- Operation Dezful: Part of Iran–Iraq War
| Date | October 15, 1980 |
| Location | Dezful, southwest Iran |
| Result | Iraqi victory Although Iranian counter-attack is defeated it succeeds in halting elements of the Iraqi advance causing the Iraqis to reconsider their plan; Iraqis scout the surroundings but refrain from entering and occupying the weakly defended city; Iraqis choose to remain entrenched in more easily defensible positions on the west bank of Dez river from where they maintain the siege of Dezful; |

Belligerents
- Iraq: Iran

Commanders and leaders
- Ba'athist Iraq: Iran

Strength

Casualties and losses
- Light: 400 KIA 136 combat vehicles 84 tanks destroyed

= Operation Dezful =

1980 Iran–Iraq War operation

Operation Dezful was fought in early stage of the Iran–Iraq War on 15 October 1980 as Iranian tank brigades from the 16th Qazvin, 77th Khorasan, and 92nd Khuzestan armoured divisions attacked Iraqi positions. The Iranian Army's aim was to stop Iraqis progress in Iranian territories and to push them back. However, Iraqi forces counterattacked from the flanks, and repulsed the Iranian forces. The Iranian failure was blamed on poor decision making, the purge of army commanders due to their participation in Nojeh coup plot, and underestimating fire power of Iraqi forces and they were forced to retreat to the eastern shores of Dez River west of Dezful.

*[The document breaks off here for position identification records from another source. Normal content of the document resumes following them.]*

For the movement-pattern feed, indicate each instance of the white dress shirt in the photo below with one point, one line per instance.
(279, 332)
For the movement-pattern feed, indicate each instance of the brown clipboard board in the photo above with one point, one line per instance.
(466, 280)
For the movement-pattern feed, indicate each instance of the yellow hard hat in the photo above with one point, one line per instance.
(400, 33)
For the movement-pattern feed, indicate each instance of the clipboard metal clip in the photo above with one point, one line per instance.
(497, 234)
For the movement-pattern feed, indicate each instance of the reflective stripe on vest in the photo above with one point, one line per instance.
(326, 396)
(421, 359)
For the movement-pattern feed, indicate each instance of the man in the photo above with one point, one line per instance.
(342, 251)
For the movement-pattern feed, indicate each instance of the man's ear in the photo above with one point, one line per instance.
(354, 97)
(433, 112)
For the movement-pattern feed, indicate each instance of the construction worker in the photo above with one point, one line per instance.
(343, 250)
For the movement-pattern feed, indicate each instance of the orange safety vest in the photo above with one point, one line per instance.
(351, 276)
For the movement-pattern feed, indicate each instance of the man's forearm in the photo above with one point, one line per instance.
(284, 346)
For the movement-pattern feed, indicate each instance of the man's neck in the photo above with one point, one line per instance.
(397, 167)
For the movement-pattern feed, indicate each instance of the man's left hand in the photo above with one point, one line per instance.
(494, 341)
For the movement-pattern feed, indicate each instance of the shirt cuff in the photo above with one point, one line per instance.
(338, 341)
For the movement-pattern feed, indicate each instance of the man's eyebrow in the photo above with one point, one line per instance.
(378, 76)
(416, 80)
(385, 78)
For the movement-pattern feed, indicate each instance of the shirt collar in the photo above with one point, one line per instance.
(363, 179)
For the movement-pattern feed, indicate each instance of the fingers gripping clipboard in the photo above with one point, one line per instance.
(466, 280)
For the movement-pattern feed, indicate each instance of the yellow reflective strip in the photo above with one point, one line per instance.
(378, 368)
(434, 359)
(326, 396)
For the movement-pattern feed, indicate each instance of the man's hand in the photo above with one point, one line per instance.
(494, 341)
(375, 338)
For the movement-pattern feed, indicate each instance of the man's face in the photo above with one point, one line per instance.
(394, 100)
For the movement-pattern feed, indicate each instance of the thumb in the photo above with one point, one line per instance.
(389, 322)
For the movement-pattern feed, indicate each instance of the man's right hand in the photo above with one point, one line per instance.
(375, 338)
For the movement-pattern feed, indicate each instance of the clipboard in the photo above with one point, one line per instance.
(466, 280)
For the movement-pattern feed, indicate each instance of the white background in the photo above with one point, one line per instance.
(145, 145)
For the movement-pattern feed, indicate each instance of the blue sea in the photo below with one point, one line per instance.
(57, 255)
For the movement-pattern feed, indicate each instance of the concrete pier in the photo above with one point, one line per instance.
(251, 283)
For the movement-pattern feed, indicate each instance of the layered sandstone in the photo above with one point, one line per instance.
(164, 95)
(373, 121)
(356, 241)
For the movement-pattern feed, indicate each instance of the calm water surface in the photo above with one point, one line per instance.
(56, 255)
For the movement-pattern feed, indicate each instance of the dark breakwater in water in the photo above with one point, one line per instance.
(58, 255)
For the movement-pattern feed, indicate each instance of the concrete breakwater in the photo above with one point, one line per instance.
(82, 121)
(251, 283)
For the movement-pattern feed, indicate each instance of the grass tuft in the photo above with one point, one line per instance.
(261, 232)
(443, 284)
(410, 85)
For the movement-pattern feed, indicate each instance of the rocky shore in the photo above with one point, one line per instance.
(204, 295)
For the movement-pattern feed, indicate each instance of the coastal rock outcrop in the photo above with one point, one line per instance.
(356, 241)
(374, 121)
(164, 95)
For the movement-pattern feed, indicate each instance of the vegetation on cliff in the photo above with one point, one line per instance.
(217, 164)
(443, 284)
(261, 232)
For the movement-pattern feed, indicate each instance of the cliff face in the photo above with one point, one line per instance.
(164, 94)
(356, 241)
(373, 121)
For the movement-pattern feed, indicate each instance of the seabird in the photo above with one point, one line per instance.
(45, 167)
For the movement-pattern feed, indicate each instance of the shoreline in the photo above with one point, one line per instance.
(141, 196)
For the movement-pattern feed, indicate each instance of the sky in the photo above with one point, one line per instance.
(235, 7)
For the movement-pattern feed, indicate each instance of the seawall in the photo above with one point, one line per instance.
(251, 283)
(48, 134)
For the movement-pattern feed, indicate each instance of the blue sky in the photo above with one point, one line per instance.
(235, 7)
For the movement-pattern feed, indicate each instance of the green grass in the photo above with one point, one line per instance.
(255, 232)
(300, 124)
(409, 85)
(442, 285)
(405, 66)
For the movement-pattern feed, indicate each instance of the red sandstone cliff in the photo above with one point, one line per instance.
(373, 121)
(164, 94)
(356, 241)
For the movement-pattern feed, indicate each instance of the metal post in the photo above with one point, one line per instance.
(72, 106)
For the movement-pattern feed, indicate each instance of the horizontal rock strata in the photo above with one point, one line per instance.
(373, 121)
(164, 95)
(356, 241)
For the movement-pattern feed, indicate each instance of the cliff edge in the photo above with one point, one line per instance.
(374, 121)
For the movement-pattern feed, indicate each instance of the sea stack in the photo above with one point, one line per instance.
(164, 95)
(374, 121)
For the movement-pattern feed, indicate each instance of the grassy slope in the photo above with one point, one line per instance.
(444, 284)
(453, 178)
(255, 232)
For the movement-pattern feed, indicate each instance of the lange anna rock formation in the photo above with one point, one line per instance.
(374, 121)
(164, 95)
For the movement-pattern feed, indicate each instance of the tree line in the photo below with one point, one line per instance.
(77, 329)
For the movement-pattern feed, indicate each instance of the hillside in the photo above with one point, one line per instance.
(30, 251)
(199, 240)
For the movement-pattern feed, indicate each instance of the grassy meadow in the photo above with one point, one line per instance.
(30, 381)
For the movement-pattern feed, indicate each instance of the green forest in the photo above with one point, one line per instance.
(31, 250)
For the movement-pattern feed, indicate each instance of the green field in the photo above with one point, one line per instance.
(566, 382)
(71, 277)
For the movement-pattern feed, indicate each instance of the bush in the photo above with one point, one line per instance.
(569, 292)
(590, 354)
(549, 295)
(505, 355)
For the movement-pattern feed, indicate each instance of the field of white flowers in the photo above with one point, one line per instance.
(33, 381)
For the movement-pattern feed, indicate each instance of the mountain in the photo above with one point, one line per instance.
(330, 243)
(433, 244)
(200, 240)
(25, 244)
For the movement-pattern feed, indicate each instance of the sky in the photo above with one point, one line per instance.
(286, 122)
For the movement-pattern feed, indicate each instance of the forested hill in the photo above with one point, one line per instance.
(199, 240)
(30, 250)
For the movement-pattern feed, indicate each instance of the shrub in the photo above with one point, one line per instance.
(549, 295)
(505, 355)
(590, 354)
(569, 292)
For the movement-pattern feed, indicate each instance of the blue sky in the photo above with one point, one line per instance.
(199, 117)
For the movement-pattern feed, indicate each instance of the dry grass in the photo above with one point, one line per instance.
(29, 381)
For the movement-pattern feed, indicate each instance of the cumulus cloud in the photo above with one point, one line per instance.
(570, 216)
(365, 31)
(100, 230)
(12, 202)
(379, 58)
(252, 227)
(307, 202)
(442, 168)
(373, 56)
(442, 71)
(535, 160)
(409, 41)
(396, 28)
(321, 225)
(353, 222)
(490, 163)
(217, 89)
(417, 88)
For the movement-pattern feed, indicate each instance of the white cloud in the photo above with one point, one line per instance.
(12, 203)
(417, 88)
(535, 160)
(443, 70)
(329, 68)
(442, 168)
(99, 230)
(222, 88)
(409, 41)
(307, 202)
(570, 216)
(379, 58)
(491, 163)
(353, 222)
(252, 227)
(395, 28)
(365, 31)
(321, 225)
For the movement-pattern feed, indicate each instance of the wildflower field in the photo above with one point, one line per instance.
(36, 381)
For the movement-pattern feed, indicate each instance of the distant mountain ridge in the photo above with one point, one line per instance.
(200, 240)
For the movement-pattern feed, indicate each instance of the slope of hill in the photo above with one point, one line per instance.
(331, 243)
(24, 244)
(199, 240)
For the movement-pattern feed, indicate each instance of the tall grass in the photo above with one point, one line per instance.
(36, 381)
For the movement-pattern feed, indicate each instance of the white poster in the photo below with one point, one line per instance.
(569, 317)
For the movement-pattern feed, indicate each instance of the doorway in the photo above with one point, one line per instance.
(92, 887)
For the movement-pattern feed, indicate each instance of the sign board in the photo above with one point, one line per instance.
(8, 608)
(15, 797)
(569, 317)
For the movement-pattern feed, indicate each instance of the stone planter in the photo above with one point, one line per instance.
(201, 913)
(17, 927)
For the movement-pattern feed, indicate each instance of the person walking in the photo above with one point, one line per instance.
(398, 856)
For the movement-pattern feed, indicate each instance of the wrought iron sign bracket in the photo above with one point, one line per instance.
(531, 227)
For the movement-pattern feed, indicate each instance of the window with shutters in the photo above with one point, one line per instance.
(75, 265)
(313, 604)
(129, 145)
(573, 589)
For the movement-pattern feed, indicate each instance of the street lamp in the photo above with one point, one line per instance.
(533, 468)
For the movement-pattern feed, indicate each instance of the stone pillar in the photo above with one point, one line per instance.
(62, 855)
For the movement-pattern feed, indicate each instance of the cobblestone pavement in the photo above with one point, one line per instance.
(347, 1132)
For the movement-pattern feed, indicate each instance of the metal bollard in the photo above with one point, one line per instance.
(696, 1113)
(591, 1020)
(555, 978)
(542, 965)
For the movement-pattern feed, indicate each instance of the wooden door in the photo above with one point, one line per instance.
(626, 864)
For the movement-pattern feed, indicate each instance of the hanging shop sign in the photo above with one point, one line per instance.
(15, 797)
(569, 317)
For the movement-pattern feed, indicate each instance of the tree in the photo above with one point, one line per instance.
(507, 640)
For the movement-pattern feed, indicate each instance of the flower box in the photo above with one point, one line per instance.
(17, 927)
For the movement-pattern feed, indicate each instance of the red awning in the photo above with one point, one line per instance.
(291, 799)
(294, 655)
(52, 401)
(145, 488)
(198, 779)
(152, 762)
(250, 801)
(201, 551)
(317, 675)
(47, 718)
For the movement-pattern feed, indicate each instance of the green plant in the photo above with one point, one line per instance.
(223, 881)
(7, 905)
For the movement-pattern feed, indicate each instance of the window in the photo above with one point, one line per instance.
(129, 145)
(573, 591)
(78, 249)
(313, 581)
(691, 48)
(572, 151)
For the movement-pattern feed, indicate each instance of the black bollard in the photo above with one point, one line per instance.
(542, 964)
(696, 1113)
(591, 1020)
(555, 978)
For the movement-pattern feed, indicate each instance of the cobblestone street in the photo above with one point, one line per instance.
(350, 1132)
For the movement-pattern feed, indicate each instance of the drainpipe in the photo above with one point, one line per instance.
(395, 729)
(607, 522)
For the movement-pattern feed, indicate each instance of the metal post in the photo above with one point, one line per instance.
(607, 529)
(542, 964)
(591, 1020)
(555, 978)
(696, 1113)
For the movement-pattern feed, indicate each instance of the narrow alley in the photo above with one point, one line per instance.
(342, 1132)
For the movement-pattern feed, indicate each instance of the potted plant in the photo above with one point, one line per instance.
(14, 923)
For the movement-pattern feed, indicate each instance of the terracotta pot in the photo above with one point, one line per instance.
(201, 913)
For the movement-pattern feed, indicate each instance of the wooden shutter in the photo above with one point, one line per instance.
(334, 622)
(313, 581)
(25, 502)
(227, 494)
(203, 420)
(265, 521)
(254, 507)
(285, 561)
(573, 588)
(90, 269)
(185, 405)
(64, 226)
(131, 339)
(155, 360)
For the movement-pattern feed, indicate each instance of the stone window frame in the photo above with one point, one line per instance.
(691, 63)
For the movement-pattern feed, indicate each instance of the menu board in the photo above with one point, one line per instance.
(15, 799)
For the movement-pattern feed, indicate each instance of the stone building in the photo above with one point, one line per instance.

== Repelling an Iranian counterattack in the Dezful sector ==
After the first week of fighting the Iraqis found themselves a number of kilometers from the city of Dezful, which served as an important logistics center for the Iranian forces in Khuzestan Province and was also a key industrial area. For this reason, extensive fortifications had been built around it in the period of the Shah's rule. The Iraqis avoided entering the city and settled for artillery fire aimed at important local infrastructure. The Iranians on their part did not sit idly by, and within a short space of time managed to organize their forces in the sector. They mounted a counterattack on 14–16 October on the northern flank of the Iraqi 10th Division by an armored brigade of the Iranian 92nd Division (about 100 tanks) and an infantry brigade reinforced by the Revolutionary Guards (3000-4000 soldiers and volunteers), with the aim of forcing the Iraqis to withdraw form the sector.

The Iraqi 42nd Armored Brigade, against which the counterattack was directed, withdrew in an organized fashion to the territory which it had full control over, and from there concentrated its fire on the killing area that the Iranians had entered. In addition, the Iraqis sent in a force of the 24th Mechanized Brigade equipped with BMP-1 AFVs armed with A/T Sagger missiles which did much damage to the Iranian armored force at a close range of 100–150 meters.

The Iranian attack, which had figured prominently in deliberations being held in the Iranian parliament in Tehran concerning the direction of the war, ended in a resounding defeat, causing the Iranians to abandon 136 armored combat vehicles, including 84 tanks, on the battlefield. This was one of the most important armored battles fought in that sector since the outbreak of the war.